DPD PJS Banten bersama pengurus cabang berencana menghadap Kapolda Banten, mendesak tindakan tegas terhadap seluruh pihak yang terlibat.
Kecaman juga datang dari Lembaga Pendidikan Pers Sriwijaya (LP2S) Palembang. Imron Supriyadi, Direktur LP2S Sriwijaya menilai insiden pengeroyokan di Jawilan sebagai bentuk pembungkaman kebebasan pers yang sangat berbahaya bagi demokrasi.
“Apa yang dialami rekan-rekan jurnalis di Serang bukan hanya kekerasan fisik, tapi juga upaya menakut-nakuti media agar bungkam. Jika ini dibiarkan, publik akan kehilangan hak atas informasi yang jernih,” ujar Imron.

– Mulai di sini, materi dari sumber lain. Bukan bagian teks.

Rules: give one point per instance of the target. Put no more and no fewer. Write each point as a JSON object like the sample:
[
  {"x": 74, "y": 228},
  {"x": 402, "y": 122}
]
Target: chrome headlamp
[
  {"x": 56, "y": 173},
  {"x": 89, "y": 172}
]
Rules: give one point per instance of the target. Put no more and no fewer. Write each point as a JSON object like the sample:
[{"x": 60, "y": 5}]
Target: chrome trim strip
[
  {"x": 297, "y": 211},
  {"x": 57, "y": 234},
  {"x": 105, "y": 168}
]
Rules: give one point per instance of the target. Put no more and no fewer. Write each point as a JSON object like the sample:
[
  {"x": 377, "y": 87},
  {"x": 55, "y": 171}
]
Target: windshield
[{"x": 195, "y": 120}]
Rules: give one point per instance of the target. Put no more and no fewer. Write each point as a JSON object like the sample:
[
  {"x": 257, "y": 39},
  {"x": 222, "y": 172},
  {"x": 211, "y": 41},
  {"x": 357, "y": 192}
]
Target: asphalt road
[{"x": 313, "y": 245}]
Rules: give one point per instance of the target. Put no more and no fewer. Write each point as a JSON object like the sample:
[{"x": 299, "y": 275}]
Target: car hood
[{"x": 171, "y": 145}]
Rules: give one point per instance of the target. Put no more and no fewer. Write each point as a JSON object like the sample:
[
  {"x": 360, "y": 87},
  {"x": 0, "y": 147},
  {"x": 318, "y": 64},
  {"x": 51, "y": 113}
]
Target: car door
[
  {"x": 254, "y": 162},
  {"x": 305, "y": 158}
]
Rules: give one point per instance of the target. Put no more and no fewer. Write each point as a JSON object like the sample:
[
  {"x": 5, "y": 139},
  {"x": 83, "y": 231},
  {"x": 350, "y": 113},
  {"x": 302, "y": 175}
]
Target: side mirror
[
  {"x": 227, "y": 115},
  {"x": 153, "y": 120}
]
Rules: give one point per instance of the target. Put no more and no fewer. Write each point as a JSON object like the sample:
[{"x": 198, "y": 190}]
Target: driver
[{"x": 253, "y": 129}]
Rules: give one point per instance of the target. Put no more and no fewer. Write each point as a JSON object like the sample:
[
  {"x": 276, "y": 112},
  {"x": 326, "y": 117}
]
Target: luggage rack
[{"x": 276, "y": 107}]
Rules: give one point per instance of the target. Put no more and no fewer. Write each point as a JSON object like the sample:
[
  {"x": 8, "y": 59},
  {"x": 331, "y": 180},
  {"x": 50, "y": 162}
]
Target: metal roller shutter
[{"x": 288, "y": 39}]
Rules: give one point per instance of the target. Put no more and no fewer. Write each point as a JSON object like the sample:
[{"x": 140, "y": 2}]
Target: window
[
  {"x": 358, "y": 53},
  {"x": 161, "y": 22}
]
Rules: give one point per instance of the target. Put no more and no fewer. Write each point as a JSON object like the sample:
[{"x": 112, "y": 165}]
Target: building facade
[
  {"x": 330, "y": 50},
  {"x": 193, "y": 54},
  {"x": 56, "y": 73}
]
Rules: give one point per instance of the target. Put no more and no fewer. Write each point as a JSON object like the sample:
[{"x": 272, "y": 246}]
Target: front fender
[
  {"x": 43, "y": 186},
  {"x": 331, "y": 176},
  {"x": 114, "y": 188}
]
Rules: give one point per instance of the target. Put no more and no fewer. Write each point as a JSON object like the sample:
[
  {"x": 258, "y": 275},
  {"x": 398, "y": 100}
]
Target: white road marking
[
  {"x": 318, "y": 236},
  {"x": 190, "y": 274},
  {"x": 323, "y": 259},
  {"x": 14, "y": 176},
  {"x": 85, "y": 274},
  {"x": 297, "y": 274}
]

LP2S Sriwijaya mendesak aparat penegak hukum bergerak cepat. Menurut lembaga ini, kasus kekerasan terhadap wartawan tak boleh berhenti pada permintaan maaf atau penyelesaian damai semu. “Harus ada proses hukum yang jelas, agar ada efek jera. Wartawan adalah ujung tombak keterbukaan informasi, bukan sasaran amarah atau intimidasi,” tegasnya.
Daftar Panjang Kekerasan
Kasus di Jawilan hanyalah satu dari sekian banyak serangan yang dialami jurnalis di Indonesia. Dari era reformasi hingga hari ini, catatan lembaga advokasi media menunjukkan angka yang terus berulang. Wartawan dikejar, dirampas alat kerjanya, dikriminalisasi dengan pasal karet, bahkan dipukuli.

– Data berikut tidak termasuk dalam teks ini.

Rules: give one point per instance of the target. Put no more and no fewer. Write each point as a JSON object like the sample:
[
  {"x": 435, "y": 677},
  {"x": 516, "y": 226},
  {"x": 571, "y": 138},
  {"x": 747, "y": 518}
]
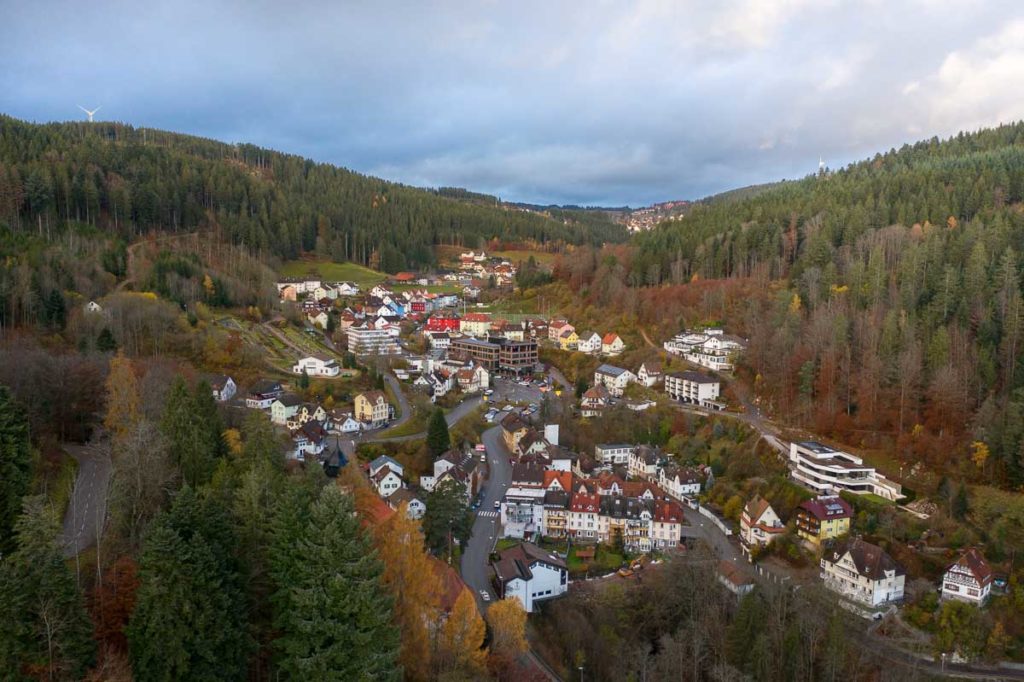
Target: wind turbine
[{"x": 88, "y": 113}]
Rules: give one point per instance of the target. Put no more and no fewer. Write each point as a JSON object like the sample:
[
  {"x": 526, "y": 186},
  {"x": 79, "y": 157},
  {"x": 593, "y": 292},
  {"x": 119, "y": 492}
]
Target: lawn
[{"x": 334, "y": 271}]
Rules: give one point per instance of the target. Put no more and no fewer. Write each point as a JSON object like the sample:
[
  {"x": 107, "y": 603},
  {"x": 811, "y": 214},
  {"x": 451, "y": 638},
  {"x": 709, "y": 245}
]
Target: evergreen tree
[
  {"x": 438, "y": 438},
  {"x": 190, "y": 617},
  {"x": 45, "y": 631},
  {"x": 335, "y": 616},
  {"x": 15, "y": 465}
]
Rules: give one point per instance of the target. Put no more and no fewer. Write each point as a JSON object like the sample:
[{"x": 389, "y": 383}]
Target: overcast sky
[{"x": 594, "y": 102}]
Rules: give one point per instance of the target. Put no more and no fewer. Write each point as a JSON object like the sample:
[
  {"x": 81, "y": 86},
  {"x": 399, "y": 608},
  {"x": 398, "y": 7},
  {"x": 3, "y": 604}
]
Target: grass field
[{"x": 333, "y": 271}]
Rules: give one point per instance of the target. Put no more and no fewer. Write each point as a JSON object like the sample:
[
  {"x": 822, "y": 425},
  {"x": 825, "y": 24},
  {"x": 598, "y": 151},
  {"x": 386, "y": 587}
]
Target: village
[{"x": 557, "y": 516}]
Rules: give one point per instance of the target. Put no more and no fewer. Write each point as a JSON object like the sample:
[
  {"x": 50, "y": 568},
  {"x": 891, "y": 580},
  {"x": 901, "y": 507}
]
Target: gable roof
[{"x": 870, "y": 560}]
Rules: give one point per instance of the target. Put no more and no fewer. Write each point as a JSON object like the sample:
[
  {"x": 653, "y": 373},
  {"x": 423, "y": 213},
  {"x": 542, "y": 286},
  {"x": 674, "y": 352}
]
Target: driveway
[
  {"x": 87, "y": 508},
  {"x": 475, "y": 567}
]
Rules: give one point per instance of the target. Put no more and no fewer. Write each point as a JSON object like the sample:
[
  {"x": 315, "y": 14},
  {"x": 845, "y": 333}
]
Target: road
[
  {"x": 475, "y": 559},
  {"x": 87, "y": 508}
]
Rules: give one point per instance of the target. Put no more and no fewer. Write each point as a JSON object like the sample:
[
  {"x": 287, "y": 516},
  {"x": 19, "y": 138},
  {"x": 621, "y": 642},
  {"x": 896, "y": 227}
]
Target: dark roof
[
  {"x": 515, "y": 561},
  {"x": 871, "y": 560}
]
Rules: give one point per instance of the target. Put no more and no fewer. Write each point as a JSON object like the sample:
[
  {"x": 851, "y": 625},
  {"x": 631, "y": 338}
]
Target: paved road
[
  {"x": 475, "y": 568},
  {"x": 87, "y": 508}
]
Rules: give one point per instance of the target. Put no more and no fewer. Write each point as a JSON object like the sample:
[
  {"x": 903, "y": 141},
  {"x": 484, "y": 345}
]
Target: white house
[
  {"x": 386, "y": 481},
  {"x": 590, "y": 342},
  {"x": 615, "y": 379},
  {"x": 863, "y": 572},
  {"x": 692, "y": 387},
  {"x": 612, "y": 453},
  {"x": 317, "y": 366},
  {"x": 649, "y": 374},
  {"x": 759, "y": 524},
  {"x": 611, "y": 344},
  {"x": 530, "y": 574},
  {"x": 285, "y": 408},
  {"x": 825, "y": 471},
  {"x": 970, "y": 579},
  {"x": 223, "y": 388}
]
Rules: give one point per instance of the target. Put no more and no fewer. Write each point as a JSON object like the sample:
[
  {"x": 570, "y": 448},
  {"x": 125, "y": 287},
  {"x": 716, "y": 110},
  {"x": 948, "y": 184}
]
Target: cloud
[{"x": 543, "y": 100}]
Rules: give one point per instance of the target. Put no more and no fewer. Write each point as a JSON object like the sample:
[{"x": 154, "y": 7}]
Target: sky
[{"x": 588, "y": 102}]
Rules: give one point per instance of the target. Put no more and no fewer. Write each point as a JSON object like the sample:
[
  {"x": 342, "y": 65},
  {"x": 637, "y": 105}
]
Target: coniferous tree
[
  {"x": 44, "y": 628},
  {"x": 15, "y": 465},
  {"x": 438, "y": 438},
  {"x": 335, "y": 616}
]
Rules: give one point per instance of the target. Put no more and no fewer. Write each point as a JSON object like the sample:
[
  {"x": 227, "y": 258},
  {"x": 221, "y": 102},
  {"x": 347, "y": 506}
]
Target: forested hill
[
  {"x": 896, "y": 313},
  {"x": 133, "y": 180}
]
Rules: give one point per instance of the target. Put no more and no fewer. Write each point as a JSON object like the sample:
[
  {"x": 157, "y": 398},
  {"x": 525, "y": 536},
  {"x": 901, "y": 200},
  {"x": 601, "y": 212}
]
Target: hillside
[
  {"x": 883, "y": 302},
  {"x": 130, "y": 181}
]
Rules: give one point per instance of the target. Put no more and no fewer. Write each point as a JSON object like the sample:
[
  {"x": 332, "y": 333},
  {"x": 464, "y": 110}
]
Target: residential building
[
  {"x": 649, "y": 374},
  {"x": 285, "y": 408},
  {"x": 826, "y": 470},
  {"x": 223, "y": 387},
  {"x": 613, "y": 454},
  {"x": 759, "y": 524},
  {"x": 970, "y": 579},
  {"x": 317, "y": 366},
  {"x": 589, "y": 342},
  {"x": 825, "y": 517},
  {"x": 611, "y": 344},
  {"x": 372, "y": 409},
  {"x": 415, "y": 509},
  {"x": 530, "y": 574},
  {"x": 863, "y": 572},
  {"x": 475, "y": 324},
  {"x": 711, "y": 348},
  {"x": 615, "y": 379},
  {"x": 374, "y": 339},
  {"x": 263, "y": 393}
]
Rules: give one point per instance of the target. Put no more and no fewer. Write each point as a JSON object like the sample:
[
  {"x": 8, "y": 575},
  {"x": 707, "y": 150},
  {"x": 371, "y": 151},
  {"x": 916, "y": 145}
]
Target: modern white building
[
  {"x": 970, "y": 579},
  {"x": 863, "y": 572},
  {"x": 825, "y": 470},
  {"x": 617, "y": 453},
  {"x": 692, "y": 387},
  {"x": 317, "y": 366},
  {"x": 711, "y": 348},
  {"x": 530, "y": 574}
]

Ironinya, para pelaku kerap merasa aman—entah karena bersandar pada kuasa modal, jaringan ormas, atau bahkan perlindungan aparat. Situasi yang menimbulkan pertanyaan mendasar: seberapa jauh sebenarnya negara melindungi kemerdekaan pers?
Menunggu Sikap Tegas
Polres Serang memang turun mengamankan situasi setelah pengeroyokan. Tapi bagi para jurnalis, penyelidikan cepat dan hukuman setimpal adalah harga mati. Tanpa itu, insiden Jawilan akan menambah panjang daftar kasus yang berakhir tanpa keadilan.
Dari meja redaksi hingga jalanan, desakan sama terus terdengar: hentikan kekerasan terhadap jurnalis. Karena setiap pukulan yang mendarat di tubuh wartawan, sejatinya adalah pukulan terhadap hak publik untuk tahu.